Text: Michael Freerix

Nicht immer ist der überaus eigensinnige musikalische Weg des Eblis Álvarez für ihn einfach und klar gewesen. Als er mit Anfang zwanzig klassische Gitarre an der Javeriana-Universität in seiner Heimatstadt Bogotá studiert, hört er vor allem progressiven Rock und Punk. An der Hochschule hingegen stehen Jazz und Klassik hoch im Kurs. „Niemand achtete darauf, was in Medellín, Bogotá oder Barranquilla musikalisch gerade los war.“ Auch seine Studienkollegen hören vor allem britischen Rock. „Alle orientierten sich an Musik von jenseits des Atlantiks“, erinnert sich Álvarez heute. Selbst er dachte nicht anders und gesteht: „Ich schämte mich wirklich für meinen Vater, der von der Küste stammte, und Vallenato hörte.“ Vallenato ist eine Form der kolumbianischen Volksmusik, bei der ein Sänger von einem Akkordeon, einer doppelköpfigen Trommel namens Caja und dem Schrapinstrument Güira begleitet wird.
Doch wandelt sich Álvarezʼ Scham bald in Neugier. „Um zur Uni zu kommen, fuhr ich damals jeden Tag mehr als eine Stunde Bus, in dem die ganze Zeit Vallenato lief. Bald schon gefiel mir der Humor in dieser Musik, und ich machte mich daran, meinen eigenen, atonalen Vallenato zu komponieren“, erzählt er. Er stellt eine kleine Band, das Ensamble Polifónico de Vallenato zusammen und tritt live an der Universität auf. Zwar wird er dort mehr oder weniger komplett ignoriert, doch wird ihm durch diese Auftritte bewusst, „dass ich es dabei mit etwas Ursprünglichem zu tun hatte, das mir eine Identität geben konnte“.
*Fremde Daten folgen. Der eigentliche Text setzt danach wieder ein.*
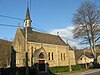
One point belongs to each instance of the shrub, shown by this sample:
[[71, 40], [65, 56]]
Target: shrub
[[59, 69]]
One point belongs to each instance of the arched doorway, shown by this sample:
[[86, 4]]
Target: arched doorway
[[41, 62]]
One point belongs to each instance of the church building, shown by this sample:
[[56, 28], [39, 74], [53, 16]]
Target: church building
[[43, 49]]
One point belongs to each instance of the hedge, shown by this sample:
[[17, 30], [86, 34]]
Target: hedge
[[60, 69]]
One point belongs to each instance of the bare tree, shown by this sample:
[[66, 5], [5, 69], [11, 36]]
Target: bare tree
[[87, 24]]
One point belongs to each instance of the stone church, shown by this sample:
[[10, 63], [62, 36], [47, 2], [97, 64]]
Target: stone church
[[43, 49]]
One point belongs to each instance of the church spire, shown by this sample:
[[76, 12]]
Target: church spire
[[27, 21], [28, 14]]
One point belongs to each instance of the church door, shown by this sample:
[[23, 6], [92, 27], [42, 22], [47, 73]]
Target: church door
[[41, 65]]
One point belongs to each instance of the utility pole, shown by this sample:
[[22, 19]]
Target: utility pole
[[26, 49], [85, 59]]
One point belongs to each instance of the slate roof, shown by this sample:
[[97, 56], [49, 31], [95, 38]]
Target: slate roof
[[34, 36]]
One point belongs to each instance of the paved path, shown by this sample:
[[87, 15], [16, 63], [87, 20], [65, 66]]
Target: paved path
[[88, 72]]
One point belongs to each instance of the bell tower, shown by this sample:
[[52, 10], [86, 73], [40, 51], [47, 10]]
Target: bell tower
[[27, 21]]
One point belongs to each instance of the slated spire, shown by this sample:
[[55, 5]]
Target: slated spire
[[28, 14]]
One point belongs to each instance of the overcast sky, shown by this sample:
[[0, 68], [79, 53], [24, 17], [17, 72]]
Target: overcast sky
[[50, 16]]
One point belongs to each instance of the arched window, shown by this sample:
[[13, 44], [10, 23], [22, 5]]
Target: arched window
[[41, 55]]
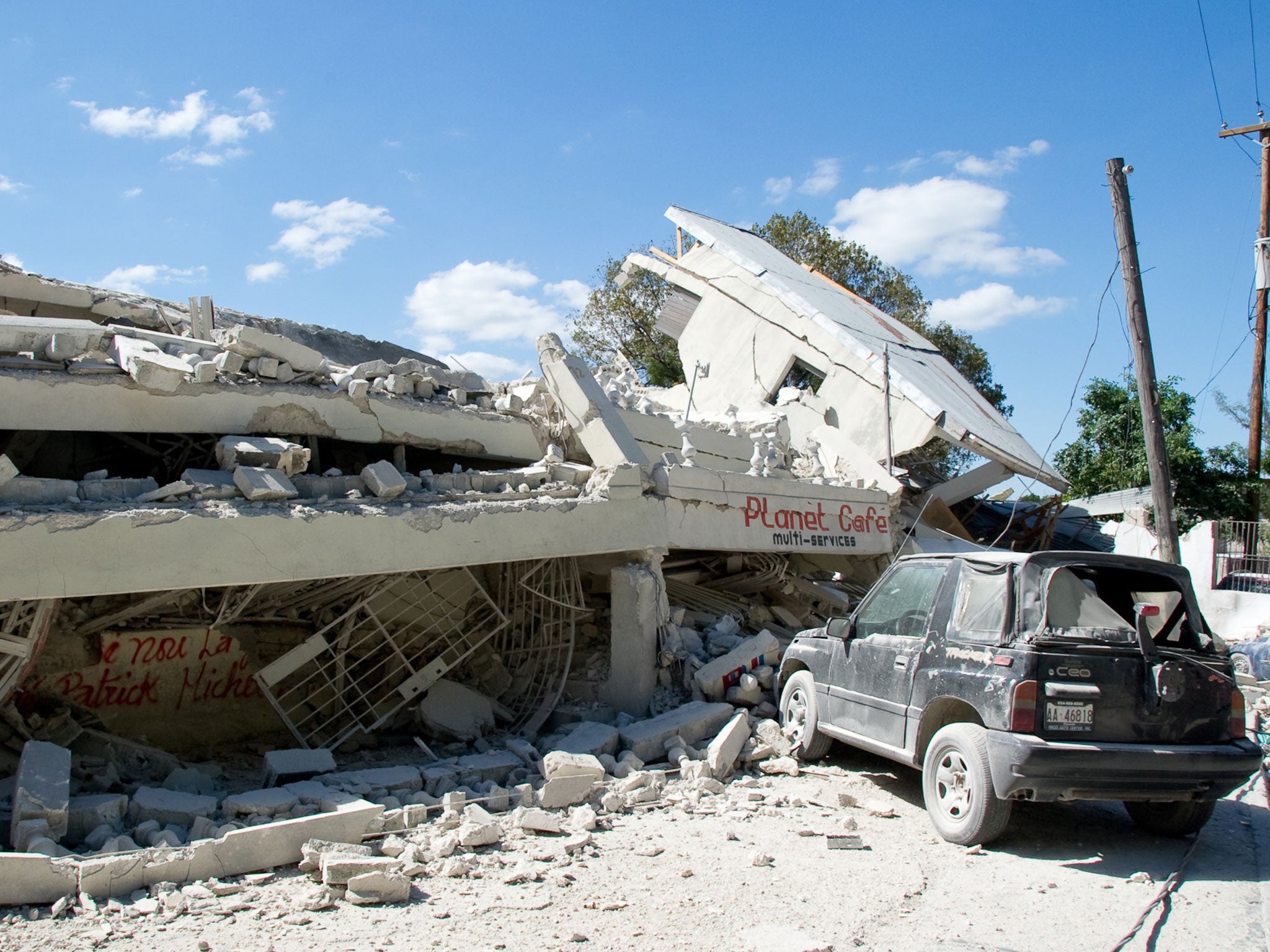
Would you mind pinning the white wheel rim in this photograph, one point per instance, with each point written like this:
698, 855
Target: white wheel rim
953, 786
796, 715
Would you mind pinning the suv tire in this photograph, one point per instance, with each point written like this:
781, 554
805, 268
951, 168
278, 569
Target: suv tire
957, 786
801, 716
1170, 819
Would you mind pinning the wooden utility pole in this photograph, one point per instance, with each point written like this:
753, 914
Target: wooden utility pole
1259, 342
1135, 310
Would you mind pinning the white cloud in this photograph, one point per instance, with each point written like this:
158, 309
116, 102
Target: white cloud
1002, 161
135, 278
936, 225
483, 301
489, 366
571, 294
778, 190
254, 100
992, 305
223, 130
148, 121
270, 271
824, 178
322, 234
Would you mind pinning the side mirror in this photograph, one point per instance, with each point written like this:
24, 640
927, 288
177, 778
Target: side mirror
840, 628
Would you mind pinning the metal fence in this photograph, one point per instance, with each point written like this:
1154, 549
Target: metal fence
1241, 557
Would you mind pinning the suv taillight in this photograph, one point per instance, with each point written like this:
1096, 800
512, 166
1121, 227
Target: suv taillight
1237, 725
1023, 707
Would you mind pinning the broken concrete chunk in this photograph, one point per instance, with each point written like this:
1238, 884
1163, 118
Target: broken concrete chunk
42, 791
211, 484
693, 721
251, 342
259, 484
716, 677
282, 767
269, 452
169, 806
384, 480
149, 366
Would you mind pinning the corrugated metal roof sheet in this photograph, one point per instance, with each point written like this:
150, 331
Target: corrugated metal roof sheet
917, 368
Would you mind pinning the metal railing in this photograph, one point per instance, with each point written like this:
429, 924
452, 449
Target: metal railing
1241, 557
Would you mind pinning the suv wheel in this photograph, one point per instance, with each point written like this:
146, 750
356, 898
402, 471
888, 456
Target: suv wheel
1170, 819
957, 785
801, 715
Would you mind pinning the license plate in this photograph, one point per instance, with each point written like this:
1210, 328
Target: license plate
1068, 715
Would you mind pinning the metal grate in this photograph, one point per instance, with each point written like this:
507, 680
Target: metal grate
543, 601
1241, 557
23, 627
390, 645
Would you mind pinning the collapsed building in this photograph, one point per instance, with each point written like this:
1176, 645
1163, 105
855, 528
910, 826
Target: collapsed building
220, 530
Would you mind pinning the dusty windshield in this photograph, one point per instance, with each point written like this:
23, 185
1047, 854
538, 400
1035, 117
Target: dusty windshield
1095, 603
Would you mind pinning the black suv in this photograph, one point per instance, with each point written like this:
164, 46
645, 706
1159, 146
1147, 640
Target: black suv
1048, 676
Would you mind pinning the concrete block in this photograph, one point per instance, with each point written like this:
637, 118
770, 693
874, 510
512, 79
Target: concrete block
259, 484
169, 806
726, 748
384, 480
31, 490
265, 803
31, 879
378, 888
89, 811
252, 342
211, 484
338, 868
42, 788
566, 791
117, 489
270, 452
149, 366
590, 738
559, 764
637, 615
493, 765
243, 851
716, 677
282, 767
693, 721
539, 822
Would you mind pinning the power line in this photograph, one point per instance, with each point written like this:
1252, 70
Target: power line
1210, 73
1071, 403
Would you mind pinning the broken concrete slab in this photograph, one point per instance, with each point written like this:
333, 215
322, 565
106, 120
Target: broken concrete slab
726, 748
270, 452
42, 790
169, 806
251, 342
693, 721
384, 479
149, 366
716, 677
263, 485
282, 767
590, 738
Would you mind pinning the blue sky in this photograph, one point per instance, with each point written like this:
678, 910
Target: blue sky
451, 177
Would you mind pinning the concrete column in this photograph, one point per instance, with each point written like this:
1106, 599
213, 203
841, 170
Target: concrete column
638, 609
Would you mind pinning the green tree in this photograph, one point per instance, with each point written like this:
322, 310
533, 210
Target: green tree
1110, 454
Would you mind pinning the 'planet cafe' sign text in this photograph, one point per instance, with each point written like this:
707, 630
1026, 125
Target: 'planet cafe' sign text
814, 526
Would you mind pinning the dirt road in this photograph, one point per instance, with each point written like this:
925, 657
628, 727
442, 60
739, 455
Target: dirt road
686, 878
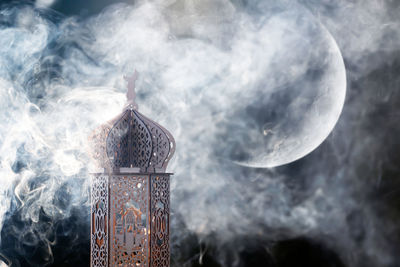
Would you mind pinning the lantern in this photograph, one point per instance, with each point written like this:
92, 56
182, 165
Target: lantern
130, 197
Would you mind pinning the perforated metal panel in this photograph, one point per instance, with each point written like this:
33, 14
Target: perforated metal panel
130, 220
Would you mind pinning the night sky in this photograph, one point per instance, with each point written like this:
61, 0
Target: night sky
337, 206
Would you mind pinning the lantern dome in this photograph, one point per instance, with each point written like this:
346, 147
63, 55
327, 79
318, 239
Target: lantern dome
132, 141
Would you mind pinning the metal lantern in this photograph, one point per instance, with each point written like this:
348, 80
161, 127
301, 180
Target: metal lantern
130, 198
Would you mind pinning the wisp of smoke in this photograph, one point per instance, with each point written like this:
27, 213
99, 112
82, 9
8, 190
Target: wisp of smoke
61, 77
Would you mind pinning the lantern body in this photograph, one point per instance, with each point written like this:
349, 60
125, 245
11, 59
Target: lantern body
130, 220
130, 196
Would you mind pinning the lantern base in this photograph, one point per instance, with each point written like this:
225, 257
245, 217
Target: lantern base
130, 220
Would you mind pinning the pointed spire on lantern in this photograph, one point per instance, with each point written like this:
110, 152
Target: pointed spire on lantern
131, 94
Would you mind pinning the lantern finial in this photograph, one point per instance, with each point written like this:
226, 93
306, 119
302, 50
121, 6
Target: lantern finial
131, 95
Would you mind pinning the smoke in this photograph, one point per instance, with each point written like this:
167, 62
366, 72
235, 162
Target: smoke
198, 61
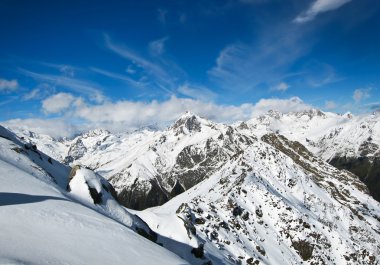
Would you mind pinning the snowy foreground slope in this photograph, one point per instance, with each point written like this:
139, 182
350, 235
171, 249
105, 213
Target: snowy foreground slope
42, 223
147, 168
345, 141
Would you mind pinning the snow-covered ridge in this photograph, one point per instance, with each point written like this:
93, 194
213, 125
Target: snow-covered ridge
167, 162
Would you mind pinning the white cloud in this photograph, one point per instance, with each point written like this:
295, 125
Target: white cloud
67, 70
360, 94
157, 47
281, 87
157, 73
283, 105
319, 6
32, 94
122, 115
197, 92
125, 115
57, 103
329, 105
8, 85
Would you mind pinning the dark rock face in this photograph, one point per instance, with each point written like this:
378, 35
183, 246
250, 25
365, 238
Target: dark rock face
139, 197
367, 169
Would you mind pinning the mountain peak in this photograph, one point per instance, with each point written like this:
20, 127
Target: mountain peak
188, 122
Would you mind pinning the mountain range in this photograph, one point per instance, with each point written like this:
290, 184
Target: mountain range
282, 188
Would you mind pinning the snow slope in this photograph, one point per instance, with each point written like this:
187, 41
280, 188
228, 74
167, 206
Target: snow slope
275, 203
326, 134
42, 223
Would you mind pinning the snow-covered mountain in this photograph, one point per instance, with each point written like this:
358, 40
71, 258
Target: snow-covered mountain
233, 194
274, 203
345, 141
148, 167
51, 214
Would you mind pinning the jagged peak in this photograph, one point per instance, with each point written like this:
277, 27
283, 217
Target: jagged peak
96, 132
189, 121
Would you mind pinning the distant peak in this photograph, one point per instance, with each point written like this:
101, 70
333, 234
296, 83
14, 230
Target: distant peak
188, 122
96, 132
348, 115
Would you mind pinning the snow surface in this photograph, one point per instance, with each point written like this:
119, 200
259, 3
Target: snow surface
43, 224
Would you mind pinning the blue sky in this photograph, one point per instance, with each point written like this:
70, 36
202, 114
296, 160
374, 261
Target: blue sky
75, 65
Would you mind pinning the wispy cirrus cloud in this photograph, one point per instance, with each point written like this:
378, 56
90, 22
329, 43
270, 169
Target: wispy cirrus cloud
8, 85
57, 103
283, 86
125, 78
361, 94
197, 92
154, 71
317, 7
243, 66
90, 89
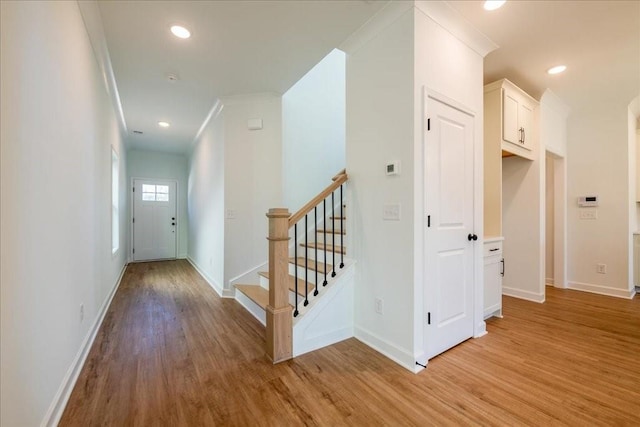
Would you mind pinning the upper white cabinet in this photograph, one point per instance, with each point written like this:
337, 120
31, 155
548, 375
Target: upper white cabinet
512, 113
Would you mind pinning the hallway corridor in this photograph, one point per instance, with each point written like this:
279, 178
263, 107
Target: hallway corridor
170, 352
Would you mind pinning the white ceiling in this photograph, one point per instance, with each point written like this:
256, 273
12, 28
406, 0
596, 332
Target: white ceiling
242, 47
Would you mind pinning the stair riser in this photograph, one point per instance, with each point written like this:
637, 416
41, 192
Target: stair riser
311, 254
264, 282
311, 275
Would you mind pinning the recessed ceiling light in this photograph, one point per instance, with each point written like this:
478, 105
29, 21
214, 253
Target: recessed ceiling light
180, 32
493, 4
557, 69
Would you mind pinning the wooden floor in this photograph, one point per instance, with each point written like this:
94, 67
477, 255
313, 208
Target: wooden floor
171, 353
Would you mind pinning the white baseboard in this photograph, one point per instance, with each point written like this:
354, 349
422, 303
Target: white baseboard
602, 290
399, 355
55, 411
223, 293
250, 276
526, 295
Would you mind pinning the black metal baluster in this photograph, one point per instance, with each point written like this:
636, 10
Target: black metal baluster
306, 267
341, 230
333, 239
295, 264
315, 229
324, 217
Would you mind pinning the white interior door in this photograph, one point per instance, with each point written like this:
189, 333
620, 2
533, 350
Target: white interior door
154, 220
449, 231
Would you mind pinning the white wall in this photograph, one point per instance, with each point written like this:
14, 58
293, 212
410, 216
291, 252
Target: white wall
253, 182
380, 120
313, 131
598, 165
58, 126
553, 137
158, 165
206, 201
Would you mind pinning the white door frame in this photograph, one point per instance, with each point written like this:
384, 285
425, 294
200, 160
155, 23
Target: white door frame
131, 202
479, 325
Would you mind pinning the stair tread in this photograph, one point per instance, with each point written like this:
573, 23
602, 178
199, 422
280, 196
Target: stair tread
331, 248
322, 230
310, 285
255, 293
322, 268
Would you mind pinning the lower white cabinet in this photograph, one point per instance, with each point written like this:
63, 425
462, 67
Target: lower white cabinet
493, 272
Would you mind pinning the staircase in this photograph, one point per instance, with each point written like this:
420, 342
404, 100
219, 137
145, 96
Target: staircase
311, 304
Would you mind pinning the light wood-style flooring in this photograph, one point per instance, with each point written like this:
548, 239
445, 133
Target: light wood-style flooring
170, 352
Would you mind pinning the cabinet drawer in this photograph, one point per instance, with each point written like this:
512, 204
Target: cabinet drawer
492, 248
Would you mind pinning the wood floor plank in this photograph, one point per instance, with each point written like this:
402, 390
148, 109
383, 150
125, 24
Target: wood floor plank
170, 352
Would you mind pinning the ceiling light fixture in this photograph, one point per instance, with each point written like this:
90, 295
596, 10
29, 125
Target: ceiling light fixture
493, 4
557, 69
180, 32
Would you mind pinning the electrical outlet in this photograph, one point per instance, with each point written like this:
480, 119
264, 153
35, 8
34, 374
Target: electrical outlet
589, 214
379, 306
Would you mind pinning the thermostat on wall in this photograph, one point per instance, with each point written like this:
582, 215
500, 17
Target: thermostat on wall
393, 168
588, 201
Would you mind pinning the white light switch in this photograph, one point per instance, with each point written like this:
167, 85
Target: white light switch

Zur Jahrtausendwende zieht es ihn auf die andere Seite des Atlantiks, nach Kopenhagen, wo er ein Stipendium erhält, um elektronische Musik zu studieren. Mit einem Vier-Spur-Kassettenrekorder nimmt er in der wenigen Zeit, die nebenher bleibt, eigene Songs auf. „Ich dachte nicht, dass mehr daraus wird als ein paar Kassetten, die ich an Freunde verschenke.“ Aus einer Laune heraus schreibt er Meridian Brothers auf die fertig produzierten Bänder, wohl weil er zu der Zeit gerade als Musiker im damaligen Kopenhagener Le Méridien Palace Hotel arbeitet. In dieser Phase experimentiert Álvarez viel mit Instrumenten wie Cello oder Klarinette. Die Gitarre, sein eigentliches Hauptinstrument, gerät für einige Zeit ins Hintertreffen. „Mir fehlte es einfach an Inspiration und an Vorbildern“, räumt er ein.